Hello!
I’m working with the Eckstein Hechler propagator and I wanted to know whether the propagate method returns osculating or mean elements.
Thanks in advance,
Verónica
Hello!
I’m working with the Eckstein Hechler propagator and I wanted to know whether the propagate method returns osculating or mean elements.
Thanks in advance,
Verónica
Thank you for the fast reply!
If they are osculating I have a question.
I’m propagating a TLE with the EH propagator as follows:
# Get the keplerian orbit from the TLE
tle_propagator = TLEPropagator.selectExtrapolator(mytle)
tle_orbit_cart = tle_propagator.getInitialState().getOrbit()
tle_orbit_kep = OrbitType.KEPLERIAN.convertType(tle_orbit_cart)
# Propagation with Eickstein Hechler Propagator
propagator_eh = EcksteinHechlerPropagator(tle_orbit_kep, Constants.EIGEN5C_EARTH_EQUATORIAL_RADIUS,
Constants.EIGEN5C_EARTH_MU, Constants.EIGEN5C_EARTH_C20,
Constants.EIGEN5C_EARTH_C30, Constants.EIGEN5C_EARTH_C40,
Constants.EIGEN5C_EARTH_C50, Constants.EIGEN5C_EARTH_C60)
print(1, tle_orbit_kep)
print(2, propagator_eh.getInitialState().getOrbit())

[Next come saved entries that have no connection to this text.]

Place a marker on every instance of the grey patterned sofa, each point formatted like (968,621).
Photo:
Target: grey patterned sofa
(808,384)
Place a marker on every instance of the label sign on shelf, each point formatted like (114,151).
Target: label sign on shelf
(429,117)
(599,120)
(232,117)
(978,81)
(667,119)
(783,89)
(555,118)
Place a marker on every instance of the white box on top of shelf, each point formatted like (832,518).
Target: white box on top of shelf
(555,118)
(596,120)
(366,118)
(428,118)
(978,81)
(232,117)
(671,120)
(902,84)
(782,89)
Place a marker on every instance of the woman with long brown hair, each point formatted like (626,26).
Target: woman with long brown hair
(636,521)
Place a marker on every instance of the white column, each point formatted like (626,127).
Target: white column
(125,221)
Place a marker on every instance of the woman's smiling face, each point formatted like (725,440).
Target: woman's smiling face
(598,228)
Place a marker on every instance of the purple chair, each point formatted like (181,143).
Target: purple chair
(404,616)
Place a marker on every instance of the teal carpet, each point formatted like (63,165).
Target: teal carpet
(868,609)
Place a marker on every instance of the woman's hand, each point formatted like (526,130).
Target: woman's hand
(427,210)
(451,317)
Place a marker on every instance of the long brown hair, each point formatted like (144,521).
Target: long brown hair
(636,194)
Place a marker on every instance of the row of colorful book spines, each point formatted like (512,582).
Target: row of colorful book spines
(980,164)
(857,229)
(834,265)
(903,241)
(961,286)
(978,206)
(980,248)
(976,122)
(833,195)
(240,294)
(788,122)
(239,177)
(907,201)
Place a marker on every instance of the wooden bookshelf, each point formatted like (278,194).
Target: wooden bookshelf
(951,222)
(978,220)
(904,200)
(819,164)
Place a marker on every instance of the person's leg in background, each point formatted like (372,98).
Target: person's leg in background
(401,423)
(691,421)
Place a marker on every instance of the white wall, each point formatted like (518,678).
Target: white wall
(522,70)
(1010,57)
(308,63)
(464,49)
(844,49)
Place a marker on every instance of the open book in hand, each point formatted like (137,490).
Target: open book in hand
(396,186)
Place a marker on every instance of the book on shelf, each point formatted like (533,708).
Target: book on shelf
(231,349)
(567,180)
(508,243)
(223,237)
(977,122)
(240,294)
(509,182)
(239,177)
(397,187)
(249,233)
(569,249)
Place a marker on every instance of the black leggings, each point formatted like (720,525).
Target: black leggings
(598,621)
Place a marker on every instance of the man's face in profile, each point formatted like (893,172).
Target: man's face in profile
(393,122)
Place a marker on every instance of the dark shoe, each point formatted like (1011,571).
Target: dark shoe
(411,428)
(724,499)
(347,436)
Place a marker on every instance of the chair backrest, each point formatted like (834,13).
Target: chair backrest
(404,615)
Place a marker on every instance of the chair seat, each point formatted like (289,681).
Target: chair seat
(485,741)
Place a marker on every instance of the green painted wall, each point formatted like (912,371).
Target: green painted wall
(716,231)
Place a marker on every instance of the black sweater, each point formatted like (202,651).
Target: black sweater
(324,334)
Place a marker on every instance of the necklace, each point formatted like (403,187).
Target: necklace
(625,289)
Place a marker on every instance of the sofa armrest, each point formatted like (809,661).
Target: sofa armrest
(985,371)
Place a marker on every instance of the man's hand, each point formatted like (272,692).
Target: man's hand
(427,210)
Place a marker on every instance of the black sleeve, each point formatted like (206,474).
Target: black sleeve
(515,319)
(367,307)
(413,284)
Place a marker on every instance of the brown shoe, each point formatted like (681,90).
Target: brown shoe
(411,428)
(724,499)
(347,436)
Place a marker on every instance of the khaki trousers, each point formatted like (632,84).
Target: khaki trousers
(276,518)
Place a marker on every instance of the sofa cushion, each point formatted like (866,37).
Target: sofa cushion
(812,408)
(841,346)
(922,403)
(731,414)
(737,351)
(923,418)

print(3, OrbitType.KEPLERIAN.convertType(propagator_eh.propagate(mytle.getDate()).getOrbit()))
The output is:
1 Keplerian parameters: {a: 6806442.630251932; e: 0.0017767159957931275; i: 2.4679562062536506; pa: -24.3674662951819; raan: 132.2416001288443; v: 24.36755660511185;}
2 Keplerian parameters: {a: 6806442.630251932; e: 0.0017767159957931275; i: 2.4679562062536506; pa: -24.3674662951819; raan: 132.2416001288443; v: 24.36755660511185;}
3 Keplerian parameters: {a: 6806748.12718845; e: 0.0018174975987912372; i: 2.467985753857901; pa: -23.775377104485703; raan: 132.2416001299259; v: 23.77546741333503;}
The output is the keplerian elements at the TLE epoch obtained in differents ways. As can be seen, the parameters in case 3 are different from the ones in cases 1 and 2. Do you know where this difference comes from?
Many thanks again,
Verónica
That’s because the dynamical models are different.
Orbit (1) is an osculating orbit computed through SGP4 model
Orbit (2) is the initial osculating orbit of Eckstein-Hechler (ECK) model. Since any propagation is performed, that’s normal that (1) and (2) are identical
Orbit (3) is an osculating orbit computed through ECK model.
The models are as followed:
So, I think the differences can be explained by the two models which are different.
I don’t think it’s a good idea to propagate a TLE using ECK model. I think you shall use the TLEPropagator in that case.